1. You must acknowledge that you have broken God’s law, your heart is deceitfully wicked (Jeremiah 17:9), your thoughts continually evil (Genesis 6:3), that you are altogether sinful and corrupt and do not do any spiritual good (Psalm 14:3). This is a consequence of Adam’s fall - and the children of Israel are no exception from this.

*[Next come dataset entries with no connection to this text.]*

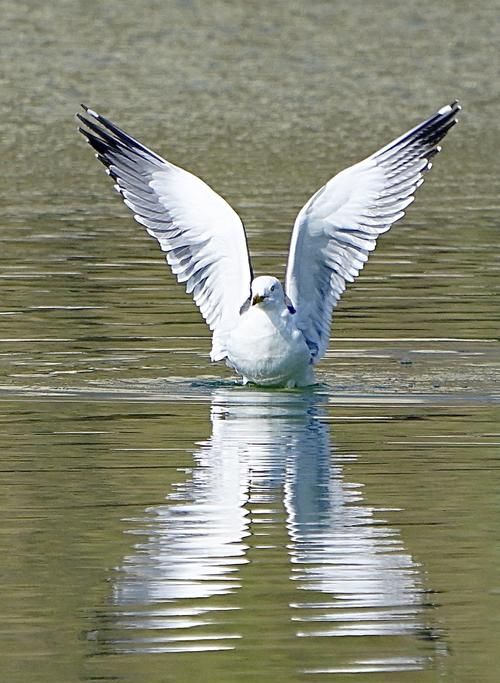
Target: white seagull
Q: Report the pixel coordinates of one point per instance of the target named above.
(270, 335)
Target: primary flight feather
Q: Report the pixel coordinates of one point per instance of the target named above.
(269, 335)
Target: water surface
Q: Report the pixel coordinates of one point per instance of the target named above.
(161, 523)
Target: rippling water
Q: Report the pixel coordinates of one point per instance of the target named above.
(161, 523)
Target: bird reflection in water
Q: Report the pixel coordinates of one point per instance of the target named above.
(270, 472)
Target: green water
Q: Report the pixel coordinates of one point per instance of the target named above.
(161, 523)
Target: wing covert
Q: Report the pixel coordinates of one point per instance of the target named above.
(203, 237)
(338, 227)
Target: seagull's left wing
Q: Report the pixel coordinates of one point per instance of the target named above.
(202, 236)
(338, 227)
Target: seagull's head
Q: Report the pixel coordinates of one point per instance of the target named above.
(267, 291)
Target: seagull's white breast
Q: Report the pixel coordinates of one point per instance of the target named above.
(267, 348)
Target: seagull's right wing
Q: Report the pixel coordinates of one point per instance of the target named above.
(202, 236)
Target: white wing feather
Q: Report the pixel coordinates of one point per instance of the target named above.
(338, 227)
(203, 237)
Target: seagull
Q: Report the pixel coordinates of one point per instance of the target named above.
(269, 334)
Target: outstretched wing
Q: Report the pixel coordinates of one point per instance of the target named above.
(204, 239)
(338, 227)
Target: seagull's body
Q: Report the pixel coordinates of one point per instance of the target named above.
(266, 347)
(270, 335)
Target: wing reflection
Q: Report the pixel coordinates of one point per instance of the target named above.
(182, 587)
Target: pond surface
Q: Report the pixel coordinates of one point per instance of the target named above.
(162, 523)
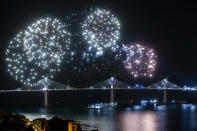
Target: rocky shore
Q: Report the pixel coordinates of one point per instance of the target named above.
(10, 122)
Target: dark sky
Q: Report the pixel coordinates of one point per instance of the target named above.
(169, 27)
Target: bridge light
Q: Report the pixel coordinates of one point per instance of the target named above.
(91, 87)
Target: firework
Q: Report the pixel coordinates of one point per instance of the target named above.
(101, 30)
(87, 56)
(46, 41)
(140, 60)
(38, 51)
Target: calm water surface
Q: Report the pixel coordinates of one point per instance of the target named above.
(163, 118)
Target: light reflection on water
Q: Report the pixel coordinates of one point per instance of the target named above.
(140, 121)
(163, 118)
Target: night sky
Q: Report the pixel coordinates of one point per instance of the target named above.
(168, 27)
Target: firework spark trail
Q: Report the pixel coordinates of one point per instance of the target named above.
(140, 60)
(38, 51)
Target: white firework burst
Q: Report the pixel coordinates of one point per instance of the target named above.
(101, 30)
(38, 51)
(46, 42)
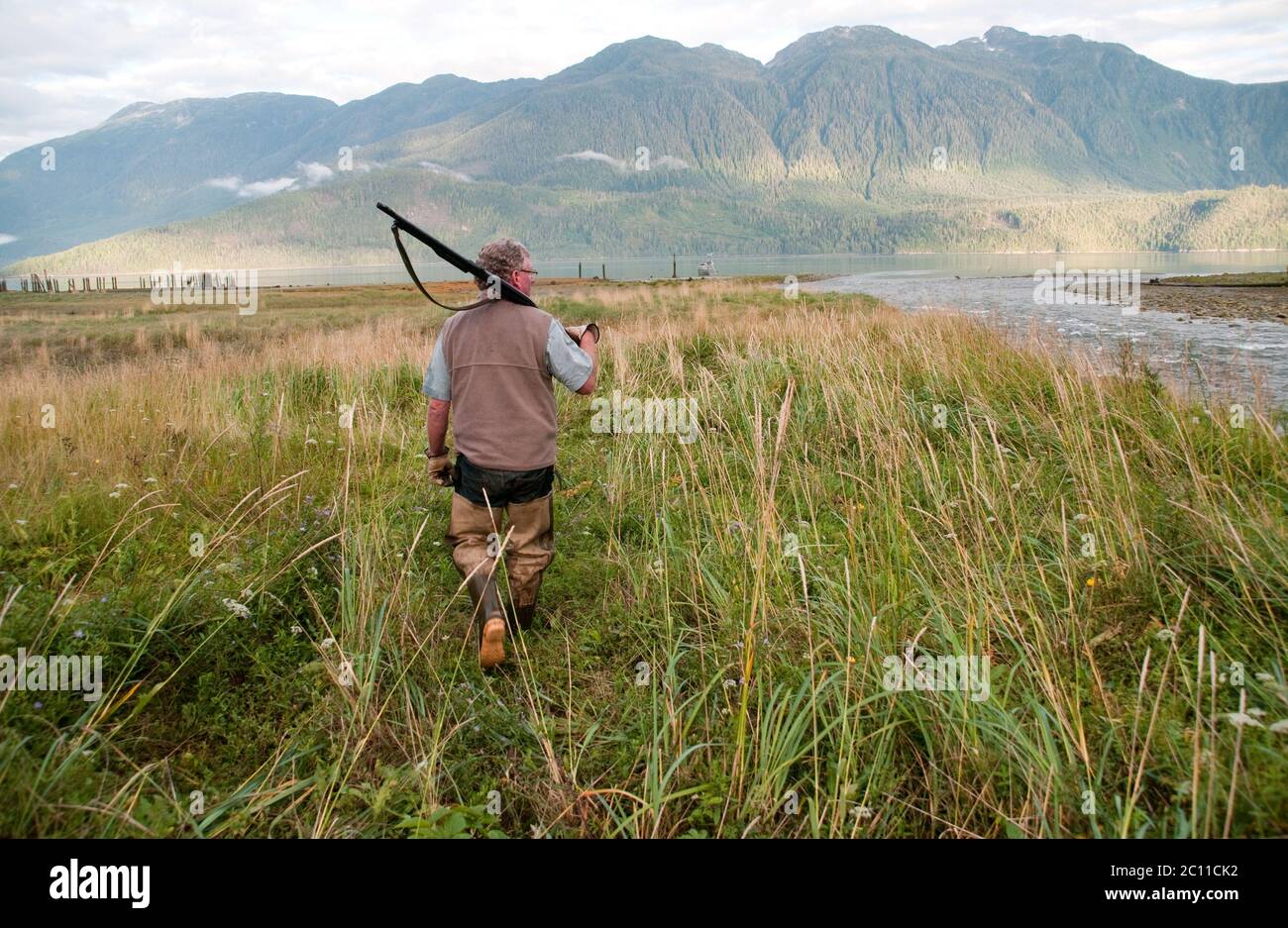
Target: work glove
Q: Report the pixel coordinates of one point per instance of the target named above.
(439, 468)
(575, 332)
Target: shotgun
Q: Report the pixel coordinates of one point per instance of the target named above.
(452, 258)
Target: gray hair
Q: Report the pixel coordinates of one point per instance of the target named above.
(502, 257)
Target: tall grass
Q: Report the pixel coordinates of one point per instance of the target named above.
(716, 624)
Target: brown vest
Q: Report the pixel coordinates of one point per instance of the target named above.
(502, 399)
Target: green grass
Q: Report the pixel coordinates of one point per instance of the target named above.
(694, 670)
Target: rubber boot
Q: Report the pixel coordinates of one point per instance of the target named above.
(488, 618)
(531, 549)
(468, 533)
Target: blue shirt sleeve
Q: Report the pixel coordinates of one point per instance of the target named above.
(438, 378)
(566, 361)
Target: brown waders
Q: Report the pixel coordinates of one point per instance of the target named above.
(477, 532)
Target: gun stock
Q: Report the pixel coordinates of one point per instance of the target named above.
(447, 254)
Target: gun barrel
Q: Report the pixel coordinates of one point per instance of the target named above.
(452, 258)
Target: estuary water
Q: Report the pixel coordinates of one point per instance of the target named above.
(1234, 360)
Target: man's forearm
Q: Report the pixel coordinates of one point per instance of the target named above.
(436, 425)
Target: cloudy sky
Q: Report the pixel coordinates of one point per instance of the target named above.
(69, 64)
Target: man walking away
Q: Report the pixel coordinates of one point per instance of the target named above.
(493, 367)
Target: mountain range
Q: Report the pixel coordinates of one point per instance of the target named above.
(849, 140)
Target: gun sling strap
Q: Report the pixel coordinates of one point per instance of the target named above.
(411, 270)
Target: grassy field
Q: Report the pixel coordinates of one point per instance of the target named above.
(1269, 279)
(284, 643)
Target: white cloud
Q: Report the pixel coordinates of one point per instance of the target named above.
(55, 81)
(314, 172)
(265, 188)
(259, 188)
(589, 155)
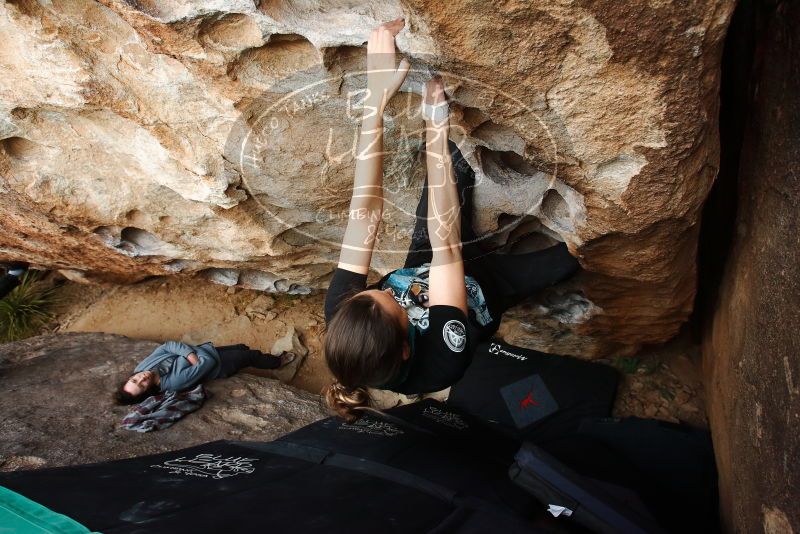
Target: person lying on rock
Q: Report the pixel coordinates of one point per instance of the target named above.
(176, 366)
(415, 330)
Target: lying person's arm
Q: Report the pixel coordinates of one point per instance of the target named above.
(176, 347)
(187, 376)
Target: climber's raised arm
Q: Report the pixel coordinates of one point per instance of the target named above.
(366, 205)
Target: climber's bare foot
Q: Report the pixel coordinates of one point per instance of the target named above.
(435, 108)
(394, 26)
(286, 358)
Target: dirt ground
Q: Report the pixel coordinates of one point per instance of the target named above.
(660, 382)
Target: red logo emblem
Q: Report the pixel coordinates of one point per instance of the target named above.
(528, 401)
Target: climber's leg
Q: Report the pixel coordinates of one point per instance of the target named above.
(517, 277)
(419, 251)
(235, 359)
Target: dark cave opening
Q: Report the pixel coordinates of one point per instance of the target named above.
(718, 221)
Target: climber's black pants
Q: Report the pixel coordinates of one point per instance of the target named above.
(234, 358)
(513, 277)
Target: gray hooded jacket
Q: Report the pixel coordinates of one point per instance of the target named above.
(182, 374)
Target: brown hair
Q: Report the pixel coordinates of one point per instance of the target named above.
(122, 397)
(363, 347)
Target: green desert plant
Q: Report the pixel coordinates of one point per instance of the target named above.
(26, 308)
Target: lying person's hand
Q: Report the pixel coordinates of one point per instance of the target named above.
(384, 78)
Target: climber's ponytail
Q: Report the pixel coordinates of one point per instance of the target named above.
(349, 404)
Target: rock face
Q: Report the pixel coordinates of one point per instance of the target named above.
(752, 353)
(148, 138)
(57, 389)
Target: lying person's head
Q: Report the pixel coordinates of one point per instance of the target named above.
(365, 345)
(136, 388)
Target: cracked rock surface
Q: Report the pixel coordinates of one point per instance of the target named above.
(214, 139)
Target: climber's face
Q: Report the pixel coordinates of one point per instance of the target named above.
(385, 300)
(139, 382)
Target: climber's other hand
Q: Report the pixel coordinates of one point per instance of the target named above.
(384, 78)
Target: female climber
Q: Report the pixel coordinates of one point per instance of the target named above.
(176, 366)
(415, 330)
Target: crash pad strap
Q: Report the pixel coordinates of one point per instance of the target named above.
(22, 515)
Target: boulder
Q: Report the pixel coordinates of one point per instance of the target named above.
(216, 139)
(57, 407)
(751, 351)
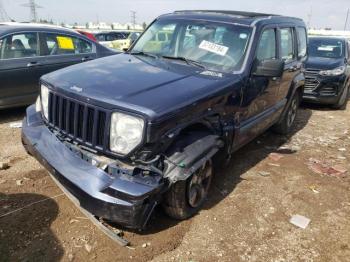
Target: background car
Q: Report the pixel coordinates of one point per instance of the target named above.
(91, 36)
(28, 51)
(124, 44)
(327, 71)
(106, 38)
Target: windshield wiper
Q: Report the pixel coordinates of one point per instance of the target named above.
(143, 53)
(188, 61)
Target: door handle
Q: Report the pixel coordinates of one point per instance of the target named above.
(293, 68)
(31, 64)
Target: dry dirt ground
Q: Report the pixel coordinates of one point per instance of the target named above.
(246, 217)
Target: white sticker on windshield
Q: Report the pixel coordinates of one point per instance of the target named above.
(214, 48)
(325, 48)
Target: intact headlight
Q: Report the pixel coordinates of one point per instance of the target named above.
(126, 133)
(334, 72)
(45, 101)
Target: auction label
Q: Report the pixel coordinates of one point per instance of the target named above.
(65, 42)
(214, 48)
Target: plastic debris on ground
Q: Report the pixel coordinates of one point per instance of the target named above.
(314, 189)
(300, 221)
(263, 173)
(4, 165)
(275, 156)
(16, 125)
(322, 168)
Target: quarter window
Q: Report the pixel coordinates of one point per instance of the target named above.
(53, 44)
(267, 45)
(19, 46)
(287, 47)
(302, 42)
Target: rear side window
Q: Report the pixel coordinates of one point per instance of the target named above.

As Daniel prayed on behalf of the Jewish people, “we have sinned, we have done wickedly.” (Daniel 9:15). If your sinful heart fights against this truth, your conscience – God’s deputy within you, who keeps a record of your sins and reminds you of your guilt – will tell you that this is true.

2. You must realize that there is nothing you can do to earn righteousness before the Lord. “But we are all as an unclean thing, and all our righteousnesses are as filthy rags; and we all do fade as a leaf; and our iniquities, like the wind, have taken us away.” (Isaiah 64:6). Know that no man – including you – may be justified before the Lord while you remain in your sin (Psalm 143:2).

3. If you know your sin and inability, you must put your faith in the Messiah of Israel. This is Jesus Christ, whom the nation of Israel despised and abhorred (Isaiah 53) – and we are their children. He was promised through the tribe of Judah (Genesis 49:6), to be born in Bethlehem (Micah 5:2) of a virgin (Isaiah 7:14), and to come and die before the 490 years following the decree to rebuild the temple were complete, which is therefore around the year 33 AD (Daniel 9:27). He was promised to be rejected by the Jews (Isaiah 53) and the Jewish leadership (Psalm 118:22) – all of which came to pass. This Jesus is the divine Messiah who never sinned, and is the great prophet of Israel spoken of by Moses (Deuteronomy 18:15-20). He is the priest according to the order of Melchizedek (Psalm 110:4). He is the king of Israel and the nations (Psalm 72, Psalm 2, Matthew 27:11). He was crucified for our sins, and rose again on the third day (1 Corinthians 15:4, Mark 16:9, Romans 1:4).

4. In coming to faith, you must repent of your sin, realizing that God requires holiness, and that you must live by the faith of Jesus Christ the Son of God (Galatians 2:20), for the righteous will live by faith (Habakkuk 2:4).  This means walking in obedience to God’s moral law as he revealed in the covenant of the ten commandments on Sinai (Deuteronomy 4:13), while realizing that the ceremonial law is no longer in effect (Ephesians 2:15, Colossians 2:14, Daniel 9:24-27, Hebrews 8:13), as it was in place until Christ established the better covenant (Hebrews 8, 10).

Do not wait until tomorrow to put off what your conscience knows must happen today for you to be saved. You must repent of your sins this day. You may not have tomorrow! Then you will have peace in the Lord, knowing that when you do die, you will be with the Messiah forever. As the Lord has said to our people, “Today if ye will hear his voice, harden not your hearts, as in the provocation.” (Hebrews 3:15, Psalm 95:8).

You must trust in the Messiah by faith and so be justified, laying aside your own attempts to do this by your own endeavors, which will never justify you before the Holy One of Israel.

With our minds on death, we must repent and believe the gospel of Jesus Christ before we die.